1ères pleines lunes

1ères pleines lunes – I

Ichigo se leva lentement de son lit… Il n’était pas spécialement pressé de sortir de sa chambre. Sa gorge se noua quelque peu en songeant qu’aujourd’hui il fêtait son vingt-cinquième anniversaire… Et dans moins de trois semaines, il vivrait sa première pleine lune. Ses pensées le ramenèrent à son anniversaire et un frisson glacé serpenta le long de son échine.

Il vivait l’enfer quotidiennement à la Soul Society. Chaque jour qui l’approchait de sa majorité voyait son nombre de soupirant(e)s augmenter. Alors il savait que cette journée serait à l’évidence bien pire que d’habitude.
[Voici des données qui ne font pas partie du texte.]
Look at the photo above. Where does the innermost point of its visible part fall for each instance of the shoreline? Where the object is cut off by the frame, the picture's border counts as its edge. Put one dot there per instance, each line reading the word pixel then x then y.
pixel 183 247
Le jeune loup-garou adulte se décida à quitter son lit pour se réfugier dans la salle de bain. Après une longue douche, il revêtit son uniforme de l’Académie. Il allait devoir affronter son destin. Sa main resta pourtant bloquée sur la poignée de sa porte. Incapable de reprendre sa respiration, le cœur battant à un rythme fou, la peur au ventre et son cerveau en déroute, pourtant Ichigo franchit le seuil de sa chambre comme au ralenti.

A peine se retrouva t-il dans le couloir que la voix de Renji résonna derrière lui, comme s’il avait attendu qu’il sorte de sa tanière.
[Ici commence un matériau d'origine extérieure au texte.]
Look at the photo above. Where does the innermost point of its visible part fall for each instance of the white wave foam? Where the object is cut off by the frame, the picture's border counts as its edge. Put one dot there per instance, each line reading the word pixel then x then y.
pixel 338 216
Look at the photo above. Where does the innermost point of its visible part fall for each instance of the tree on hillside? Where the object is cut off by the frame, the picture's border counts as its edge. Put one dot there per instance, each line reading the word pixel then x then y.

–         Oï Kurosaki… Joyeux anniversaire !

Ichigo serra un peu plus son porte document contre lui. Comme si Renji allait le violer ! se morigéna t-il. Quoique s’il regardait de plus près la lueur qui éclairait ses yeux rouges… Le feu qui coulait à l’intérieur l’interloqua.

–         M… merci, Renji…

–         Tu n’as pas l’air heureux…

–         Pas vraiment en fait…

–         Tu rigoles ? Bientôt tu va vivre ta première pleine lune ! s’exclama Renji, enthousiaste.

Le roux se détourna de son ami et grinça entre ses dents :

–         Je risque surtout de me faire violer avant même d’avoir eut le temps de comprendre ce qui m’arrive !

–         Que veux-tu… c’est la rançon du succès !

Après un rire bref, Renji réfléchit quelques secondes et déclara songeur :

–         Le seul, à la limite, qui soit capable de rivaliser avec ton charisme… c’est Aïzen Sosuke ! Mais depuis quelques pleines lunes, il semble vouloir éviter tout contact.

–         Vraiment ? Et il y arrive ?

–         On retourne tout le Sereitei pour pouvoir lui mettre la main dessus mais personne n’a réussi à trouver sa cachette !

–         Trop de la chance… Il faudrait que je lui demande comment il réussit à un tel exploit…

Le shinigami aux cheveux rouges se tourna vers son ami et s’exclama :

–         Attends ! Tu n’as pas l’intention de te trouver un partenaire pour ta première fois ?

–         Non !

–         Tu… enfin… tu n’avais pas l’intention de me choisir ?

Les yeux ambres du shinigami s’ouvrirent grands sous la surprise.

–         Tu es mon ami… dit-il.

–         Et alors… Moi, je brûle de te faire mien depuis plusieurs lunes. J’attends ce moment avec tellement d’impatience…

La voix sourde de son ami d’enfance catastropha Ichigo qui se figea. Il n’osait pas le regarder en face et ce fut une main aux fesses qui le fit glapir et se retourner, furieux. Le roux fit face à Hinamori qui rit en posant une main devant sa bouche, elle était accompagnée par Uzuru et Shouhei.

–         Joyeux anniversaire Kurosaki… Bientôt ta première pleine lune !

–         J’suis au courant et vous avez passé une annonce dans la presse ou quoi pour que tout le monde le sache…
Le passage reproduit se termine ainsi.